How to Read a Load File

[EDRM Editor’s Note: The opinions and positions are those of Michael Berman.]

One role of an attorney handling ESI is to function as a translator between computer scientists and forensic experts, on the one hand, and laypersons, such as clients and Judges, on the other.

In Boulder Falcon, the producing party provided load files, but did not inform the recipient. That triggered a discovery battle. Anyone with technological competence should be able to recognize a load file and “notice” should not be necessary.
Michael Berman.

When you look at a “load file” it can be intimidating. Here is the .dat part of a load file created from DISCO, a litigation review platform, using Enron data. It was opened in Notepad:

Picture of a load file with lines of data--a text file — Image: Michael Berman

A close-up of a text

Description automatically generated

To improve legibility, although not readability, I have increased the font of the first few rows:

Same file as above but larger fonts — Image: Michael Berman

A close-up of a screen

Description automatically generated

What is a “load file”? The Sedona Conference defines it as:

Load File: A file that relates to a set of scanned images or electronically processed files, and that indicates where individual pages or files belong together as documents, to include attachments, and where each document begins and ends. A load file may also contain data relevant to the individual documents, such as selected metadata, coded data, and extracted text. Load files should be obtained and provided in prearranged or standardized formats to ensure transfer of accurate and usable images and data.
Sedona Conference Glossary, Fifth Edition.pdf (thesedonaconference.org), 21 Sedona Conf. . 263 (2020).

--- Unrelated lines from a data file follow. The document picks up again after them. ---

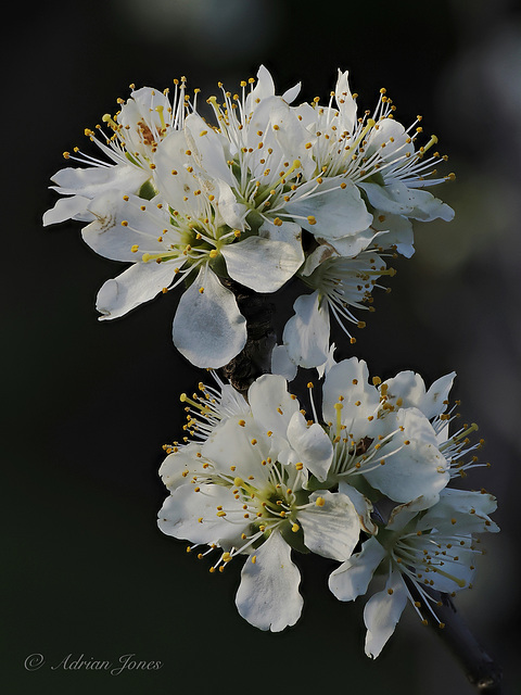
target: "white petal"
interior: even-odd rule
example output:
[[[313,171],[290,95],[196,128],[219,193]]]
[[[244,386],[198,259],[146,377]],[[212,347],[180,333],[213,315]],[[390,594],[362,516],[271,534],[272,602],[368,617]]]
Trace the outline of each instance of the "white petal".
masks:
[[[117,318],[152,300],[170,285],[174,275],[174,263],[130,266],[117,278],[107,280],[98,292],[96,308],[102,314],[100,320]]]
[[[406,603],[407,591],[404,580],[398,571],[393,570],[385,589],[374,594],[364,609],[367,656],[374,659],[383,649],[396,628]]]
[[[186,484],[190,478],[203,472],[201,460],[201,444],[190,442],[178,452],[168,454],[160,467],[160,477],[169,490],[175,490]]]
[[[371,511],[373,510],[372,503],[370,500],[363,495],[361,492],[358,492],[356,488],[347,484],[344,480],[339,482],[339,492],[353,502],[355,505],[356,514],[360,520],[360,526],[367,533],[378,533],[378,526],[371,519]]]
[[[339,601],[354,601],[361,596],[385,555],[385,548],[377,539],[369,539],[359,553],[355,553],[330,574],[329,589]]]
[[[150,172],[143,172],[131,164],[115,166],[93,166],[87,168],[67,167],[56,172],[51,180],[58,184],[58,191],[65,195],[78,193],[85,198],[94,198],[106,190],[137,193]]]
[[[368,417],[380,403],[378,390],[369,384],[369,370],[364,359],[351,357],[333,365],[323,383],[322,414],[326,422],[336,421],[335,404],[341,401],[341,421],[355,441],[368,434]],[[356,405],[359,403],[359,405]]]
[[[284,93],[282,94],[282,99],[288,104],[291,104],[298,97],[300,92],[301,92],[301,83],[297,83],[296,85],[294,85],[293,87],[290,87],[290,89],[287,89],[284,91]]]
[[[256,444],[252,444],[252,440]],[[257,489],[267,482],[269,469],[262,462],[269,454],[266,434],[259,430],[252,417],[232,417],[223,422],[208,437],[201,448],[203,457],[211,460],[216,472],[245,480],[253,477]]]
[[[288,441],[309,472],[320,481],[326,480],[333,457],[333,445],[320,425],[314,422],[308,427],[305,417],[297,410],[288,426]]]
[[[334,96],[336,104],[339,105],[340,121],[342,124],[341,130],[353,132],[356,119],[356,101],[351,93],[350,83],[347,80],[348,75],[350,73],[347,71],[342,73],[339,70]]]
[[[301,266],[302,247],[260,237],[221,249],[226,268],[233,280],[256,292],[276,292]]]
[[[219,211],[225,223],[232,229],[244,229],[244,219],[247,207],[240,203],[231,187],[226,181],[215,179],[212,182],[205,181],[206,191],[215,195],[214,204]],[[226,247],[228,248],[228,247]]]
[[[233,184],[233,176],[226,163],[225,139],[196,114],[191,113],[185,119],[188,146],[193,149],[195,162],[212,178]]]
[[[276,345],[271,351],[271,374],[284,377],[293,381],[296,377],[297,366],[290,359],[285,345]]]
[[[496,507],[496,498],[488,493],[446,488],[440,493],[440,502],[422,518],[422,523],[452,533],[497,533],[499,528],[488,516]]]
[[[406,258],[414,255],[415,235],[412,224],[407,217],[376,210],[372,227],[379,230],[374,236],[378,239],[378,247],[383,249],[396,247],[396,251]]]
[[[431,384],[431,388],[418,404],[419,409],[425,417],[431,419],[447,409],[445,401],[448,400],[448,393],[453,388],[455,377],[456,372],[452,371],[444,377],[440,377]]]
[[[267,99],[275,96],[275,83],[269,71],[264,65],[257,71],[257,84],[253,90],[247,94],[245,102],[245,112],[251,113],[255,110],[256,105]]]
[[[87,205],[90,203],[89,198],[82,195],[71,195],[68,198],[60,198],[54,207],[48,210],[43,214],[43,226],[56,225],[65,219],[77,218],[77,215],[87,212]],[[88,215],[92,219],[92,215]]]
[[[329,356],[329,309],[320,305],[318,291],[303,294],[293,304],[295,315],[285,324],[282,340],[290,359],[306,369],[323,365]]]
[[[183,292],[173,337],[179,352],[196,367],[223,367],[244,348],[246,320],[233,292],[209,268],[202,268]]]
[[[168,222],[153,201],[137,195],[124,198],[120,191],[110,190],[90,201],[88,210],[96,219],[84,227],[81,236],[105,258],[136,263],[143,253],[165,252],[157,238]],[[136,247],[137,252],[132,251]]]
[[[342,237],[354,236],[365,231],[372,223],[372,215],[368,212],[366,203],[360,197],[357,187],[348,179],[343,179],[345,188],[340,188],[339,181],[325,179],[318,186],[320,195],[303,198],[290,202],[287,210],[290,214],[303,216],[298,219],[302,226],[315,237],[327,240],[335,240]],[[315,181],[304,184],[298,189],[301,195],[305,188],[314,188]],[[310,224],[307,217],[314,217],[315,224]]]
[[[440,493],[436,492],[432,495],[420,495],[416,500],[407,502],[407,504],[394,507],[385,528],[391,531],[402,531],[411,519],[418,516],[419,511],[429,509],[429,507],[437,504],[439,500]]]
[[[298,401],[288,393],[285,379],[272,374],[263,375],[250,387],[247,401],[259,427],[285,439],[290,420],[298,410]]]
[[[367,472],[367,480],[395,502],[439,493],[447,484],[449,473],[432,425],[417,408],[407,408],[398,410],[396,426],[404,430],[378,451],[378,459],[385,464]],[[393,454],[397,447],[399,451]]]
[[[255,628],[280,632],[301,617],[301,574],[291,560],[290,546],[277,531],[254,557],[255,563],[247,558],[242,569],[237,608]]]
[[[340,492],[317,490],[309,496],[309,504],[300,511],[298,521],[304,529],[304,543],[313,552],[345,560],[351,557],[360,536],[358,515],[351,500]]]
[[[414,219],[430,222],[440,217],[450,222],[454,210],[429,191],[407,188],[405,184],[394,180],[386,186],[378,184],[359,184],[367,193],[373,207],[393,215],[406,215]]]
[[[229,488],[201,484],[200,491],[195,492],[194,485],[187,483],[174,490],[165,500],[157,516],[157,526],[163,533],[192,543],[211,544],[237,538],[244,527],[218,517],[219,506],[240,509]]]

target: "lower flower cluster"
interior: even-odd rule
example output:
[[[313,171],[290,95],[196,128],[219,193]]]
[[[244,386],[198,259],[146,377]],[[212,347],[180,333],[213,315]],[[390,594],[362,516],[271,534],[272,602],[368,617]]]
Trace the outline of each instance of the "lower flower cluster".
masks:
[[[301,616],[292,553],[339,563],[329,578],[339,601],[371,594],[370,657],[407,603],[443,628],[434,592],[471,587],[475,534],[498,531],[495,498],[453,483],[487,466],[476,455],[483,442],[471,440],[476,426],[454,427],[454,377],[429,389],[412,371],[370,381],[364,361],[330,359],[321,412],[308,384],[309,413],[282,376],[259,377],[246,397],[218,377],[217,388],[200,383],[199,394],[181,395],[187,434],[165,446],[160,529],[189,541],[212,572],[243,557],[236,604],[260,630],[281,631]]]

Why is a “load file” important in certain productions?

A “load file” is actually several files that work together to “load and organize information within e-discovery software so that the documents may be viewed, searched[,] and filtered.” Each “load file” contains a raw image of each document and other files containing metadata associated with each raw image. When all the files in a load file are uploaded into discovery review software, the load file “ties all the information together within the software by connecting the image files to the right text and metadata files.” Thus, a full load file makes the raw image come “alive” by making all links in an email attachment become easily accessible with a mouse click just as they would be if they were being viewed on the email recipient’s computer. Thus, in the language of Rule 34, load files allow a party to produce electronically stored information “in a form … in which it is ordinarily maintained.”

However, if discovery review software is not used to unlock the power of these load files, then the reviewer of the data is left with a bunch of seemingly extraneous files and raw images of the documents. The raw images of the scanned documents contain no metadata, which means that what you see is what you get. In other words, all links to email attachments are not active, and the attachments to each email may not directly follow their parent email in the production. This means that an email and its attachment may be several hundred pages apart in the production. To understate the point, making sense of the documents becomes extremely difficult.
Boulder Falcon, LLC v. Brown, 2023 WL 2662187, at *2 (D. Utah Mar. 28, 2023)(cleaned up)(citing The Sedona Conference).^[1]

A mere human being can easily transform an indecipherable load file into a human-readable document.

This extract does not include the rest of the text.